There was always something uniquely epic about the Winter Games. Before the days of ESPN round the clock sports programming, there were less TV channels and fewer alternative viewing choices. Plus cold weather tends to keep people indoors more to watch TV. But compared to most American teams sports, and, more so than the Summer Games, the staging of the Winter Olympics play out mankind’s struggle to overcome the harsh but often beautiful realities of the natural world.
In the spring of 2000 I travleled to Scandinavia with an educational tour group. Part of the tour took us to Oslo, the capital city of Norway, a country where children learn to ski and ice skate almost as soon as they can walk and talk. Our group made a stop at the Holmenkollen ski jump facility and the site for the ski jump event at the 1952 Winter Games. I very recently learned that the original ski jump tower (pictured below) had been torn downed and replace by a new state-of-the-art facility and ski history museum. People of the Nordic countries regard cold weather athletic events with great pride and as something well beyond mere “games people play”. In fact history books celebrate the courage of Norwegian ski soldiers and their fierce resistance of the Nazi occupation of World War II.
The following spring our same tour group went to Greece and I was able to spend a few moments inside the stadium where the first modern Olympic Games took place.

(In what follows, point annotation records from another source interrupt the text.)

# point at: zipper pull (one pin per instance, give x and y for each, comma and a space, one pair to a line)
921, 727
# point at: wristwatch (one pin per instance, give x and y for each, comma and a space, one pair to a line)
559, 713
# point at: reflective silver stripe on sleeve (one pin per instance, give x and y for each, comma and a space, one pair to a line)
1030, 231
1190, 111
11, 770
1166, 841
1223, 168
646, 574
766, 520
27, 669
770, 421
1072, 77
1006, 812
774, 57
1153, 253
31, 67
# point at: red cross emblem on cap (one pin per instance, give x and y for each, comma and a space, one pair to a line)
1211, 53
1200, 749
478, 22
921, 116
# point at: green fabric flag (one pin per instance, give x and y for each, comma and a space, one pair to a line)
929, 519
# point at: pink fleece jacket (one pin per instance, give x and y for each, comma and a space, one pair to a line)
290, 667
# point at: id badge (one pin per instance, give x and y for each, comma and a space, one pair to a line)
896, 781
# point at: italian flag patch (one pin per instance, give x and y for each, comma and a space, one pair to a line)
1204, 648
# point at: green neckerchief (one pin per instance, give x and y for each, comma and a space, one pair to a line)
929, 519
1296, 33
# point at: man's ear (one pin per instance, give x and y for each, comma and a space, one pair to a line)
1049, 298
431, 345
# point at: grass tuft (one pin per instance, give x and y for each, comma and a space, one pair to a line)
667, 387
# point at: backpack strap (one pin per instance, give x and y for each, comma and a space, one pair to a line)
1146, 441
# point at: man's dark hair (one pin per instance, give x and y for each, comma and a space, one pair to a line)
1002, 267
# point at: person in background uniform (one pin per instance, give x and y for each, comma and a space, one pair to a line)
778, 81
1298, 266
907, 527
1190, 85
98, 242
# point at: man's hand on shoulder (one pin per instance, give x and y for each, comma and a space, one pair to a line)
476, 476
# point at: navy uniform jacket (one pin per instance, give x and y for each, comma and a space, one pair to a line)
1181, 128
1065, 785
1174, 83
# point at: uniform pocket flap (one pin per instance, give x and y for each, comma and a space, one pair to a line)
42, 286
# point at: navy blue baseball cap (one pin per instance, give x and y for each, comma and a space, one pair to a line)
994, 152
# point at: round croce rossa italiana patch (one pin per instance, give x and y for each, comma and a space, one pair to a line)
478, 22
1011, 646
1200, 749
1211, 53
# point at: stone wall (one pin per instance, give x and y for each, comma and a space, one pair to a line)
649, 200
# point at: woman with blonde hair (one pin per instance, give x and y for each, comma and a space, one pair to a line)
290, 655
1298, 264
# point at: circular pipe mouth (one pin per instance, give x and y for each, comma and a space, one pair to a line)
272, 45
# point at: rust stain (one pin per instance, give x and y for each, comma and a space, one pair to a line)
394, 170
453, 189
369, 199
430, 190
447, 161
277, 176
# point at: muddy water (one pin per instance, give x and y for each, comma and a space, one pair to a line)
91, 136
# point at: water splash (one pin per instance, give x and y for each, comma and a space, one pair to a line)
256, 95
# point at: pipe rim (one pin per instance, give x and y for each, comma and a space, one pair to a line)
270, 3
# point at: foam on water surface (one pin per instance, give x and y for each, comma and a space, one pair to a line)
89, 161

Perhaps organizers of future games should consider the idea of rotating the event among a semi-permanent route of Olympic Heritage Sites such as Athens, Oslo, Paris, Rome, etc. This might free the games from much corruptiion and political turmoil and restore honor to the original intent and traditions of the games. And the haphazard swapping in and out of so many events needs further scrutiny. How ridiculous would it be to eliminate wrestling from the Games and dismember another connection with the original ancient Greek competition?